We accessed and explored a number of boundaries from different sources to identify those that were of enough quality and useful for our analysis (i.e. data provenance is found in Section 1.3). Documenting the cleaning and decision made,and the final datasets used is the purpose of this section.

3.0.1 Administrative boundaries

In order to identify where the data collected, both maize samples and clusters shapefiles (i.e., spatial datasets) with the boundaries (polygons) of each administrative units must be used. Particuarly for EAs, as that information is not provided by any of the datasets used.

Code

# Removing lakes from boundaries dataset
# Selecting only variables that are interesting 
# fid, EA code, TA name, TA code, district, dist code, EA area & geometry)
ea_admin <- ea_bnd %>% filter(!grepl("lake", DISTRICT,
                                     ignore.case = TRUE)) %>% 
  dplyr::select(c(1, 4, 9, 10, 11, 12, 17, 18))

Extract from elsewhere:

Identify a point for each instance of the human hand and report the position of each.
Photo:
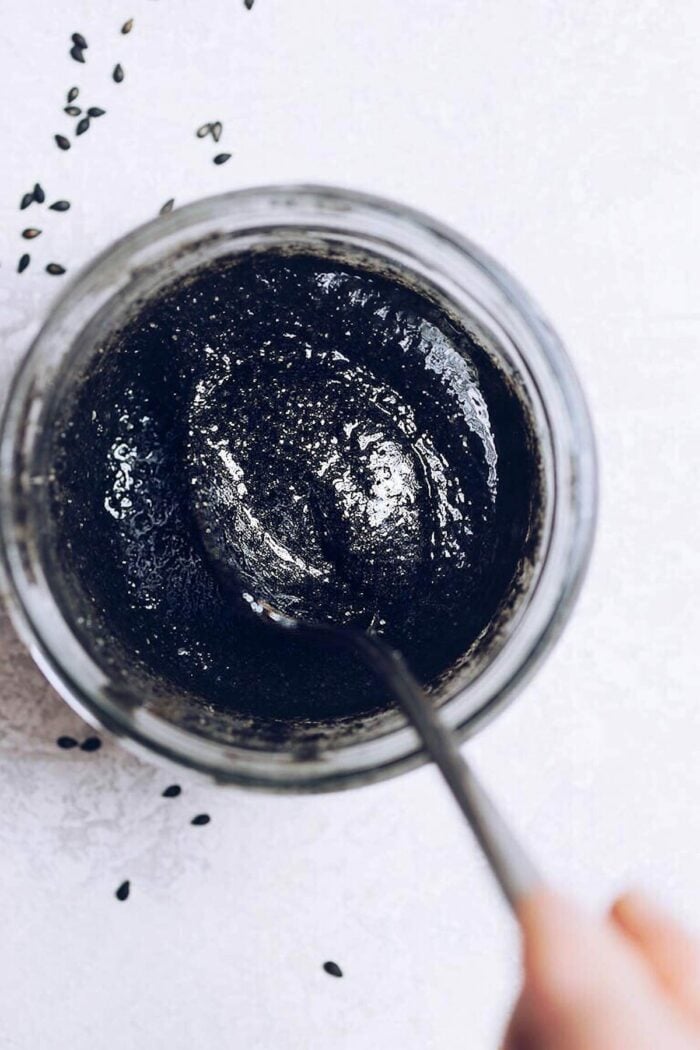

# Loop for adding the region Northern-Southern (1-3)

ea_admin$region <- NA

for(i in 1:3){
  ea_admin$region[grepl(paste0("^", i), ea_admin$EACODE)] <- i
}

ea_admin %>% filter(is.na(region))

Simple feature collection with 0 features and 8 fields
Bounding box:  xmin: NA ymin: NA xmax: NA ymax: NA
Geodetic CRS:  WGS 84
[1] fid       EACODE    TA        TA_CODE   DISTRICT  DIST_CODE AREA_KM  
[8] geometry  region   
<0 rows> (or 0-length row.names)

We have found several shape files with the boundaries for Malawi (See Section 1.3). After exploring the boundaries datasets (pre-exploration using QGIS version (3.28.3) Firenze), we selected two data files: one for the EAs, the boundaries 3 ((ref-NSO?)) (ea_bnd) as the source of the polygons of each of the n= 9219 EAs. As this was the only file with information at that administrative level. This file contains some variables that were not necessary, and it also contained the shape of the lakes in Malawi. This were removed, and the trimmed dataset was used for further steps.

Code

## Combining EAs with "authentic" District
ea_admin <-  st_join(ea_admin, dist_bnd)

Additionally, due to the sensitive nature of the EAs (i.e., used in census data and due to issues with breaching the confideciality of the data), the file is old (2013) hence the district are not up to date. For the districts to match the current official country boundaries and those reported in the DHS dataset, we are using those reported in boundaries dist_bnd, also generated by the NSO, and more recent (2023). This is particularly problematic as the district “Mwanza” was splited into two District “Mwanza” and “Neno”, which is not found in the file with the EAs.

Code

tm_shape(ea_admin %>% filter(DISTRICT %in% "Mwanza")) +
  tm_polygons(col = "black") +
  tm_shape(dist_bnd %>% filter(ADM2_EN %in% "Mwanza")) +
  tm_polygons("ADM2_EN", col_alpha = 0.1) +
  tm_shape(ea_admin$geometry[ea_admin$EACODE %in% ea_admin$EACODE[is.na(ea_admin$ADM2_PCODE) & ea_admin$DISTRICT == "Mwanza"]]) +
  tm_polygons( fill = "red")

Figure 3.1: Location of the EAs ( 30601009 ) in Mwanza/Neno district.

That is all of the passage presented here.